Morrissey’s “lean in” stance is similar in that Joan’s use of her body is legitimate, but the tomcatting Don Draper is reduced morally by being equated to a “cheap whore” raised in a brothel—where “loveless sex” occurs, an act with no legitimacy. Is this just semantics? Should I just lighten up, it’s just a TV show, after all? Doesn’t Morrissey really mean that Don is a phoney, cheat, and a lout, but “cheap whore” simply has a succinct and terse economy of phrasing? Well, I think language does indeed matter and the use of such slut shaming terminologies with historical baggage in describing behaviors, real or fictional, matters.

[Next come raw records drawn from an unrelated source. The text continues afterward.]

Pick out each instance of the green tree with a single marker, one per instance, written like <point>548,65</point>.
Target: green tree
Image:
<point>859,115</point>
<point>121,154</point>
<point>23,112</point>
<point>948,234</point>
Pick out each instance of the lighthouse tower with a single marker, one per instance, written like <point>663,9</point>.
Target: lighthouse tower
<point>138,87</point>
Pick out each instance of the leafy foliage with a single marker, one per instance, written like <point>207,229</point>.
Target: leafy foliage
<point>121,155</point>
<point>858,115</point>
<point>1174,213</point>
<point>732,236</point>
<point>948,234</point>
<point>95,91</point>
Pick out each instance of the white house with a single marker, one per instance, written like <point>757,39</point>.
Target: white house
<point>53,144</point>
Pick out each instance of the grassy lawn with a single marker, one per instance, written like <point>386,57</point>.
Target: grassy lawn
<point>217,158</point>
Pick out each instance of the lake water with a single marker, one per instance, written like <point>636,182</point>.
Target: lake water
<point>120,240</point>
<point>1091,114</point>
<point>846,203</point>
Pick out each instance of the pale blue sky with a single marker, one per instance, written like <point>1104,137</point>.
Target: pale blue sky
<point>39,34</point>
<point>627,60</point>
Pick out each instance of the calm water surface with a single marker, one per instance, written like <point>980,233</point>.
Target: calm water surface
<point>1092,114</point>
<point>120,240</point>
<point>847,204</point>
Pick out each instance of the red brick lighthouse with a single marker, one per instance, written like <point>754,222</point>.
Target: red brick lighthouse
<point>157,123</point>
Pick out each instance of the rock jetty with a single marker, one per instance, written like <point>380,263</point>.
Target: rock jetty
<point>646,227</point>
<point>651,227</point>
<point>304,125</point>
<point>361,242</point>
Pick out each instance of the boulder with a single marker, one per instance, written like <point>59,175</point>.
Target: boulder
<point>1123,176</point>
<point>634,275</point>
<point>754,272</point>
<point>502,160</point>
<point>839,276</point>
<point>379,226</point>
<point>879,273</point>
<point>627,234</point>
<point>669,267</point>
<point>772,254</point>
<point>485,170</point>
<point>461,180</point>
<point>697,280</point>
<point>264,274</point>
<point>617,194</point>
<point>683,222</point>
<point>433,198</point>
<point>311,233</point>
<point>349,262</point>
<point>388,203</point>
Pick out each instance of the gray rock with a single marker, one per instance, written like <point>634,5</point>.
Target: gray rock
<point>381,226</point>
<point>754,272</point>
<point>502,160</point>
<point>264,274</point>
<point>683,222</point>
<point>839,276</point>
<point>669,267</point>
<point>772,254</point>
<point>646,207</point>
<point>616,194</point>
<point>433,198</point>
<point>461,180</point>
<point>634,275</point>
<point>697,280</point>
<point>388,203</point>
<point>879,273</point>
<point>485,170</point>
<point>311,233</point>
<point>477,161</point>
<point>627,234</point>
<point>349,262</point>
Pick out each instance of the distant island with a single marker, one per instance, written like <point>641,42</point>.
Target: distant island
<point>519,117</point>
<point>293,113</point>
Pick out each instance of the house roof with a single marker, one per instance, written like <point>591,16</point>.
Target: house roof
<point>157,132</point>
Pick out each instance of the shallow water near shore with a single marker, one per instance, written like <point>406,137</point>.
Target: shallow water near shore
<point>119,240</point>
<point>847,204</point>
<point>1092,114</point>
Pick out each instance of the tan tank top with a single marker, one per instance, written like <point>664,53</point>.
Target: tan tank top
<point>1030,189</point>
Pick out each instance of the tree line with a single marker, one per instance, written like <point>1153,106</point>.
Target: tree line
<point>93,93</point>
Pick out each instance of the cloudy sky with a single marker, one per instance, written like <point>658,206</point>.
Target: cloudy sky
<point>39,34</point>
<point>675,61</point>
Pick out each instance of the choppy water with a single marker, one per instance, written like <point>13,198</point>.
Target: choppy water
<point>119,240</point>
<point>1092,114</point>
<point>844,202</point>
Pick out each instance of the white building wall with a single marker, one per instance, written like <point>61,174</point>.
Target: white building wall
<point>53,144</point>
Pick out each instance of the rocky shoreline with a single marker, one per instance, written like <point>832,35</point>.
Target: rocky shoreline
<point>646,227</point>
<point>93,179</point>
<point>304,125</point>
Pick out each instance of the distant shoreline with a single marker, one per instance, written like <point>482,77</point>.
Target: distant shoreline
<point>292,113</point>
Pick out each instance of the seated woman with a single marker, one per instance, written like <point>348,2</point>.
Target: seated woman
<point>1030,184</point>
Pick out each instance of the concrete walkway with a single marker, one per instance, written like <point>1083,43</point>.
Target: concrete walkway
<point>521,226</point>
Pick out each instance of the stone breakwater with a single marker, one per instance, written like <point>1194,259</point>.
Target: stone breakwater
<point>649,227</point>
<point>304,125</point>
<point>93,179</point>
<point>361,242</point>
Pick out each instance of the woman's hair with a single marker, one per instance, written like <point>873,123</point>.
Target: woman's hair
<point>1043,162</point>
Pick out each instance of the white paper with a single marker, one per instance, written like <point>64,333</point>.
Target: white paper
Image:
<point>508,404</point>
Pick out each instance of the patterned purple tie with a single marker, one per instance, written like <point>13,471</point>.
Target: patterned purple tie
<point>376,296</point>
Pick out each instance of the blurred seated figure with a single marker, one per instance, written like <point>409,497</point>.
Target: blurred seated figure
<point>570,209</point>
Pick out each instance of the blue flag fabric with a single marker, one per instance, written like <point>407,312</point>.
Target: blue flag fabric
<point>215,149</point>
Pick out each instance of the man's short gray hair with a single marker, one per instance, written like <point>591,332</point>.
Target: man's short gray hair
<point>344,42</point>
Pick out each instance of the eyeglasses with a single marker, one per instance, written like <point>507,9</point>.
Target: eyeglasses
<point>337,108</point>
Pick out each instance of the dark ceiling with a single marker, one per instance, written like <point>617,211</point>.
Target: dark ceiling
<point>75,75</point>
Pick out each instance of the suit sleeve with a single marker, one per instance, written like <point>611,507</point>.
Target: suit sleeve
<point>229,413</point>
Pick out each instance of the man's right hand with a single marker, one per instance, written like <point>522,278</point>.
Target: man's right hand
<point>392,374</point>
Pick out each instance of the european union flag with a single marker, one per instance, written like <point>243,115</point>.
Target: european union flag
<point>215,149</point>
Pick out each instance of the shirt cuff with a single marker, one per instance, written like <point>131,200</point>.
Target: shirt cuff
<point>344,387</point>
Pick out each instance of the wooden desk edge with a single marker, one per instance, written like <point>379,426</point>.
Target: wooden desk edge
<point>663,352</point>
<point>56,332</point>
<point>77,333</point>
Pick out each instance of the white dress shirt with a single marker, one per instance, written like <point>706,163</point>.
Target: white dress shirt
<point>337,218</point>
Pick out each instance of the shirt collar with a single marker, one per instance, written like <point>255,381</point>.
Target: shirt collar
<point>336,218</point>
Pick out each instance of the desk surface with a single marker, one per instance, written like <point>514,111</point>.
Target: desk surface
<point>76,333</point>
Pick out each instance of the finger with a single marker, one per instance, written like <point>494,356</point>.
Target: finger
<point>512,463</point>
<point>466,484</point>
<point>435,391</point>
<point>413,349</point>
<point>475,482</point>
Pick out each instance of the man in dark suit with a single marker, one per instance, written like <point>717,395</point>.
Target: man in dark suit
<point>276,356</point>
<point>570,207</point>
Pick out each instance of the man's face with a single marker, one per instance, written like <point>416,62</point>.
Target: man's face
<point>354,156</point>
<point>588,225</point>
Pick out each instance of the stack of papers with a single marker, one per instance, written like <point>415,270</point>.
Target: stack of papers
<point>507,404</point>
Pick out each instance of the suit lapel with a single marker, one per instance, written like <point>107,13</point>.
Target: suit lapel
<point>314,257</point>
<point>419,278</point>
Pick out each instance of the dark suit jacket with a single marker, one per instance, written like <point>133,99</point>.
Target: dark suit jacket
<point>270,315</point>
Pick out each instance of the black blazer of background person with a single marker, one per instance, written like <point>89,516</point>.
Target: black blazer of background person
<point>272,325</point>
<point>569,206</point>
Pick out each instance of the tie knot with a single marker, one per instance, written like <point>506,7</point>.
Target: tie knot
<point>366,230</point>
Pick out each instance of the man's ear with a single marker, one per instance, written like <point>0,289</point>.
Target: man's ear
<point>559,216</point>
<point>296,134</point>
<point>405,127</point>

Moreover, I think that Morrissey uses a too-literal transactional definition of sex work as sex-for-money, as opposed a more nuanced sociological one. Melissa Gira Grant in another Guardian article from 2011 defines sex work in more nuanced terms:
What sex workers are actually selling is our ability to make our customers think they are getting what they want, and we try to sell that with as little strain on our time and our bodies as possible. You wouldn’t be able to tell this from sex trade ads because it would be incredibly bad marketing, but it’s the illusion around which sex work turns.
The creation of value through experiences people want may sound like so much marketing mumbo jumbo, but I think it’s not only the foundation of marketing, but many everyday social actions. We present ourselves to others in everyday life, in a Goffman sense, in our daily social interactions. So, sex work cannot be simply reduced to sex for money, it’s fostering an illusion, but if we really think about it, perhaps this is a more general concept applicable to the labor market. This isn’t to say that illusions are devoid of value or are trickery. Here, I’m implying that there is a performative that is used as the basis for exchange value. Sex work, like many social interactions are—dramaturgical.
Lean in as a generic concept is about a gendered performative in the workplace, which is fine. I think it probably fails as a one-size-fits-all overarching metanarrative, as the experiences of women in the Judith Butlerian intersection of race, class, and gender blasts apart the idea that there can be a singular lean in. Perhaps additionally problematic for feminism are other metanarratives, such as a normative orthodoxy on sex work that may not hold true as a sociological phenomenon, again, at the intersections of race, class, and gender. Nevertheless, I think social movements as a whole can learn from a better understanding various micronarratives and care should be taken not to use language to marginalize those who may be outside of the dominant paradigm.
There’s a certain irony that MadMen allows an examination of contemporary themes through a safer lens of the wayback machine of period television, but it’s interesting how we can’t seem to escape the historical burden of our sociocultural neuroses about sex.